Even people in large towns, such as many of the approximately 500,000 displaced people now living in Kaya, won’t be able to vote come November. People fled their homes without ID cards, which are needed to vote, while others arrived after enrolment was over.
Politicians and community leaders are targets for the extremists too. In July, the mayor of Pensa town was killed by gunmen while traveling to Kaya and in August, the Grand Imam of Djibo was kidnapped by terrorists and killed in the Sahel’s Soum province, according to government statements.

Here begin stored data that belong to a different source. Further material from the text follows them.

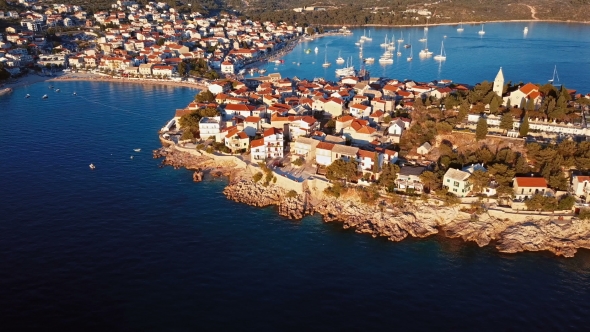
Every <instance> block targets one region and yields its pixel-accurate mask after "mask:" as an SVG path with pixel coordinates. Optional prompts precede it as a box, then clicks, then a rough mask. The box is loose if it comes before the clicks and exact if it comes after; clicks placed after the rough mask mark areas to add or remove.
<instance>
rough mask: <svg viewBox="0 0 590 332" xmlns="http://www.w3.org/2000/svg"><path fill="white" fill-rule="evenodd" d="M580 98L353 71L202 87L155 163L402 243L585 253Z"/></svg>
mask: <svg viewBox="0 0 590 332" xmlns="http://www.w3.org/2000/svg"><path fill="white" fill-rule="evenodd" d="M588 105H590V99H589V98H588V96H587V95H584V94H579V93H577V92H576V91H573V90H568V89H566V88H565V87H564V86H561V87H559V88H557V87H555V86H553V85H551V84H544V85H538V84H533V83H527V84H518V85H511V84H506V83H505V82H504V74H503V72H502V70H501V69H500V70H499V72H498V75H497V76H496V77H495V79H494V81H493V82H491V83H488V82H481V83H479V84H477V85H475V86H466V85H462V84H454V83H453V82H452V81H450V80H442V81H431V82H416V81H412V80H406V81H399V80H395V79H386V78H379V79H377V78H370V77H368V76H366V75H365V76H363V75H362V74H359V73H355V74H354V75H352V76H347V77H343V78H341V79H340V80H339V81H338V82H330V81H325V80H322V79H318V80H315V81H308V80H299V79H289V78H283V77H281V75H280V74H278V73H275V74H269V76H263V77H255V78H249V79H244V80H232V79H225V80H217V81H214V82H211V83H210V84H209V86H208V88H207V90H205V91H202V92H201V93H199V94H198V95H197V96H196V97H195V101H193V102H191V103H190V104H189V105H187V107H186V108H184V109H179V110H176V114H175V116H174V118H173V119H171V120H170V121H169V122H168V123H167V124H166V125H165V126H164V127H163V128H162V129H161V134H160V135H161V136H160V137H161V140H162V141H163V142H164V143H165V145H166V147H164V148H163V149H161V150H159V151H157V152H156V154H155V156H165V158H166V159H165V161H164V163H165V164H170V165H174V166H176V167H181V166H185V167H187V168H190V169H196V170H197V172H196V176H195V179H196V180H200V179H201V178H202V172H203V171H207V170H209V171H212V172H213V173H214V174H215V175H222V174H225V175H228V176H229V178H230V183H229V185H228V187H227V188H226V189H225V191H224V193H225V195H226V196H227V197H228V198H229V199H232V200H235V201H237V202H243V203H246V204H250V205H254V206H268V205H276V206H277V207H278V210H279V213H280V214H281V215H284V216H287V217H289V218H291V219H300V218H302V217H304V216H305V215H307V214H313V213H320V214H321V215H323V217H324V220H325V221H339V222H342V223H343V226H344V227H345V228H353V229H355V230H356V231H357V232H360V233H369V234H371V235H372V236H374V237H377V236H383V237H387V238H388V239H390V240H393V241H400V240H402V239H404V238H405V237H407V236H414V237H426V236H429V235H432V234H435V233H438V232H442V233H444V234H445V235H446V236H449V237H460V238H462V239H464V240H466V241H475V242H476V243H477V244H478V245H480V246H483V245H488V244H490V243H494V244H495V245H496V247H497V248H498V250H500V251H502V252H509V253H512V252H519V251H524V250H529V251H538V250H549V251H551V252H553V253H555V254H557V255H563V256H568V257H570V256H573V255H574V253H575V252H576V250H577V248H590V222H589V221H588V218H589V217H590V210H588V209H587V208H586V206H588V204H587V203H586V202H587V200H588V195H587V190H588V189H587V188H589V187H588V185H589V183H590V177H589V176H587V175H585V174H586V172H588V171H589V170H590V143H589V142H587V141H586V137H587V135H589V134H590V128H587V125H586V121H585V119H586V116H587V114H588V111H589V107H588Z"/></svg>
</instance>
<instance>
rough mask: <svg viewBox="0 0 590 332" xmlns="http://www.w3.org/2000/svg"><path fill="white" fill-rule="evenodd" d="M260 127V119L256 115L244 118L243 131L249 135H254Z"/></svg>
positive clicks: (259, 128)
mask: <svg viewBox="0 0 590 332" xmlns="http://www.w3.org/2000/svg"><path fill="white" fill-rule="evenodd" d="M260 128H262V119H261V118H259V117H257V116H249V117H247V118H246V119H245V120H244V132H245V133H246V134H247V135H248V136H250V137H254V136H256V133H257V132H258V131H260Z"/></svg>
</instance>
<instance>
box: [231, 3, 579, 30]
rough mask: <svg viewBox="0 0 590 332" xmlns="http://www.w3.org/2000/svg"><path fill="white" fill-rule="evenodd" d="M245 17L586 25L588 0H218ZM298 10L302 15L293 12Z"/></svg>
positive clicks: (284, 18) (279, 19)
mask: <svg viewBox="0 0 590 332" xmlns="http://www.w3.org/2000/svg"><path fill="white" fill-rule="evenodd" d="M224 1H225V4H226V6H228V7H229V8H234V9H238V10H239V11H240V12H242V13H243V14H245V15H246V16H248V17H252V18H256V19H264V20H273V21H276V20H285V21H290V22H295V21H297V22H299V23H310V24H342V25H346V24H348V25H363V24H386V25H390V24H410V25H413V24H416V25H417V24H424V23H426V22H427V17H429V18H428V22H429V23H449V22H460V21H463V22H481V21H499V20H530V19H539V20H560V21H568V20H570V21H586V20H588V16H587V14H586V13H588V12H589V10H590V0H571V1H559V2H558V1H554V0H537V1H530V2H527V3H525V2H521V1H517V0H494V1H483V0H453V1H449V0H440V1H436V2H431V3H427V2H424V1H416V0H398V1H379V0H363V1H358V0H331V1H330V0H327V1H313V0H301V1H296V2H295V1H288V0H224ZM295 8H299V9H301V10H302V12H295V11H293V9H295Z"/></svg>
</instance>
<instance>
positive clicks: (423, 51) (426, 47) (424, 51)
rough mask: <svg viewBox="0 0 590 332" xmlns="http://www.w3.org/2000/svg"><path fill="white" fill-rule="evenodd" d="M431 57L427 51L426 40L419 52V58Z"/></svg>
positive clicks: (430, 55)
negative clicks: (420, 56)
mask: <svg viewBox="0 0 590 332" xmlns="http://www.w3.org/2000/svg"><path fill="white" fill-rule="evenodd" d="M431 55H432V52H431V51H429V50H428V40H426V41H425V42H424V49H423V50H421V51H420V56H421V57H429V56H431Z"/></svg>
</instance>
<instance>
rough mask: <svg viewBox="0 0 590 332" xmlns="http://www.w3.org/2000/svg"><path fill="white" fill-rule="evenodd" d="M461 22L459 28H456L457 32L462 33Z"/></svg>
mask: <svg viewBox="0 0 590 332" xmlns="http://www.w3.org/2000/svg"><path fill="white" fill-rule="evenodd" d="M463 30H465V29H463V22H461V23H459V27H458V28H457V32H463Z"/></svg>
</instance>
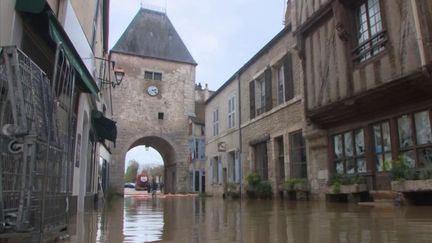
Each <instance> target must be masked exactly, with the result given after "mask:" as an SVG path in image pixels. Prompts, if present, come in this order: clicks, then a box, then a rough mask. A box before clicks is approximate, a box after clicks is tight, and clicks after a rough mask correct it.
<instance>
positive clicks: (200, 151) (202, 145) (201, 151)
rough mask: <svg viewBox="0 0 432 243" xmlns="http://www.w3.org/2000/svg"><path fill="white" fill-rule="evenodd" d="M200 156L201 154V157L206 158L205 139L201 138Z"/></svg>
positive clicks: (199, 141)
mask: <svg viewBox="0 0 432 243" xmlns="http://www.w3.org/2000/svg"><path fill="white" fill-rule="evenodd" d="M198 156H199V159H204V158H205V139H200V140H199V150H198Z"/></svg>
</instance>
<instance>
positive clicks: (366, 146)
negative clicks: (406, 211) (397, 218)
mask: <svg viewBox="0 0 432 243" xmlns="http://www.w3.org/2000/svg"><path fill="white" fill-rule="evenodd" d="M290 2H291V3H290V4H292V5H293V6H292V8H291V9H289V11H290V12H289V13H288V12H287V14H286V16H287V22H291V23H292V29H293V32H294V33H295V34H296V36H298V40H299V41H298V43H297V48H298V50H299V52H300V56H301V58H302V60H301V62H302V66H303V68H304V70H303V71H304V73H305V75H304V83H305V97H306V100H305V108H306V117H307V121H308V126H307V129H306V144H307V147H308V150H309V153H308V156H309V157H308V159H309V162H310V164H311V168H310V173H309V174H310V176H311V186H312V188H311V189H312V192H313V193H314V194H316V195H319V197H320V198H324V195H325V193H326V188H327V181H328V179H329V177H330V176H332V175H334V174H336V173H339V174H349V175H354V174H358V175H361V176H362V177H363V178H365V182H366V183H367V186H368V187H367V190H389V189H390V178H389V175H388V172H387V170H388V169H389V168H390V167H391V163H390V161H391V160H395V159H397V158H398V157H399V156H402V157H403V158H404V160H405V161H406V163H407V164H408V165H409V166H410V167H413V168H416V169H418V170H422V169H423V168H427V167H430V166H431V164H432V156H431V154H432V153H431V152H432V134H431V108H432V107H431V104H432V92H431V91H432V90H431V88H432V85H431V84H432V83H431V61H432V49H431V39H432V34H431V33H432V31H431V26H432V16H431V13H432V2H430V1H418V0H413V1H392V0H367V1H351V0H346V1H343V0H338V1H336V0H334V1H331V0H324V1H317V0H305V1H290Z"/></svg>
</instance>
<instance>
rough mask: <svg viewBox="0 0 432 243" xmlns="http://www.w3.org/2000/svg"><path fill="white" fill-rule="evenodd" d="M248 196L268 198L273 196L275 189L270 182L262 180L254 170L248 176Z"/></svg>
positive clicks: (260, 197)
mask: <svg viewBox="0 0 432 243" xmlns="http://www.w3.org/2000/svg"><path fill="white" fill-rule="evenodd" d="M246 181H247V189H246V194H247V196H248V198H257V197H258V198H262V199H268V198H272V197H273V190H272V186H271V184H270V182H268V181H262V180H261V178H260V177H259V176H258V175H257V174H256V173H255V172H252V173H250V174H248V175H247V176H246Z"/></svg>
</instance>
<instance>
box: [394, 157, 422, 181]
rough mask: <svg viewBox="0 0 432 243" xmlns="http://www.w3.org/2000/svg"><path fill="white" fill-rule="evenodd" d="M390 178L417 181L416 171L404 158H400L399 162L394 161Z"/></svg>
mask: <svg viewBox="0 0 432 243" xmlns="http://www.w3.org/2000/svg"><path fill="white" fill-rule="evenodd" d="M389 172H390V178H391V179H392V180H399V179H405V180H415V179H416V177H417V176H416V170H415V169H414V168H412V167H410V166H409V165H408V163H407V161H406V159H404V158H403V157H399V159H397V160H392V168H391V169H390V171H389Z"/></svg>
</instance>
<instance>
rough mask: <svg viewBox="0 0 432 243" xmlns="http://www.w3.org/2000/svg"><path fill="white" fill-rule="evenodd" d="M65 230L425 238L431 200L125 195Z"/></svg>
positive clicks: (112, 236)
mask: <svg viewBox="0 0 432 243" xmlns="http://www.w3.org/2000/svg"><path fill="white" fill-rule="evenodd" d="M80 232H83V233H80ZM70 235H71V238H70V239H69V242H89V243H93V242H107V243H118V242H153V241H156V242H180V243H188V242H191V243H198V242H247V243H249V242H251V243H255V242H256V243H270V242H295V243H303V242H305V243H315V242H319V243H326V242H329V243H335V242H350V243H351V242H354V243H357V242H361V243H363V242H365V243H366V242H379V243H386V242H401V243H411V242H428V243H430V242H432V207H401V208H395V207H366V206H358V205H353V204H334V203H325V202H321V203H318V202H293V201H243V202H242V203H240V201H223V200H220V199H216V198H206V199H201V198H198V197H182V198H165V199H160V198H158V199H153V200H152V199H144V198H133V197H127V198H125V199H124V200H123V199H121V200H117V201H114V202H112V203H111V204H109V205H106V206H105V208H104V209H101V210H99V212H92V213H86V214H85V215H84V216H80V215H78V216H77V218H74V219H72V221H71V227H70Z"/></svg>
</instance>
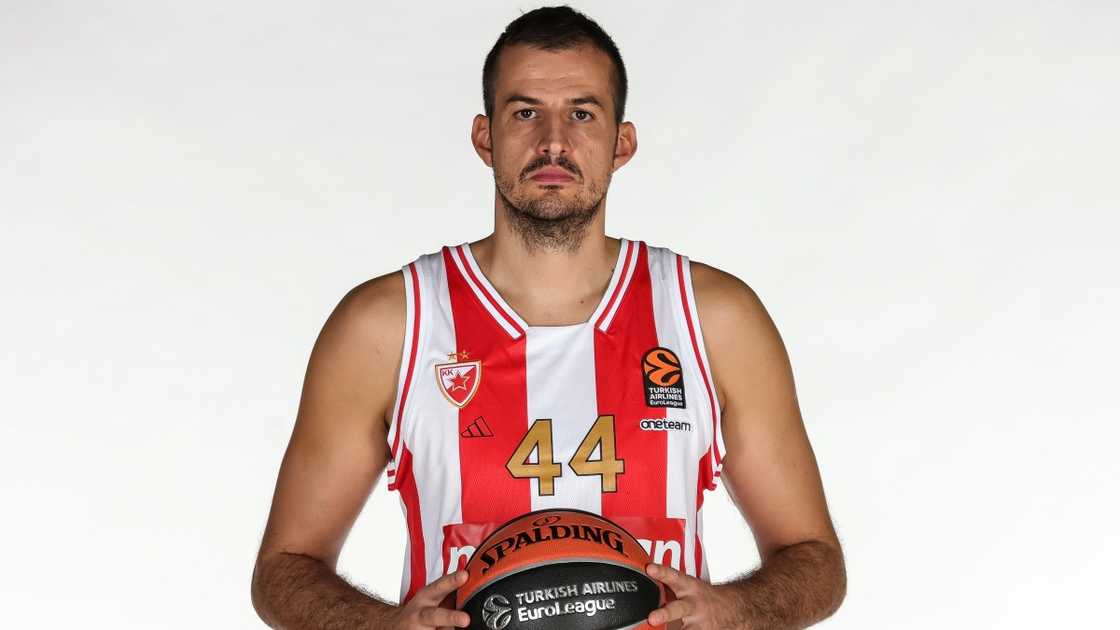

The government outwardly says it will secure the country for the elections, but officials have privately acknowledged to the international community, that efforts will likely focus on a portion of the country and “not seriously try to hold elections in the most insecure parts,” according to internal foreign embassy cables seen by the AP.
Out of the $157 million budgeted for November’s elections and the municipal ones next year, none of it is allocated to securing the roads and polling stations, said the cables.
Sahel analysts caution Burkina Faso’s government to heed the political upheaval in neighboring Mali, where disputed legislative elections and dwindling support for the government amid its handling of the jihadist insurgency, resulted in President Ibrahim Boubacar Keita’s overthrow in August.
“The stakes are high in a way, because of (Burkina Faso’s) severe problems and the importance of consolidating democracy,” said Alex Thurston, assistant professor of political science at the University of Cincinnati in the United States.
“In the present I don’t think (President) Kabore is in much danger of a coup. But in a few years, if insecurity worsens, a questionable result in this election could come back to haunt him,” he said.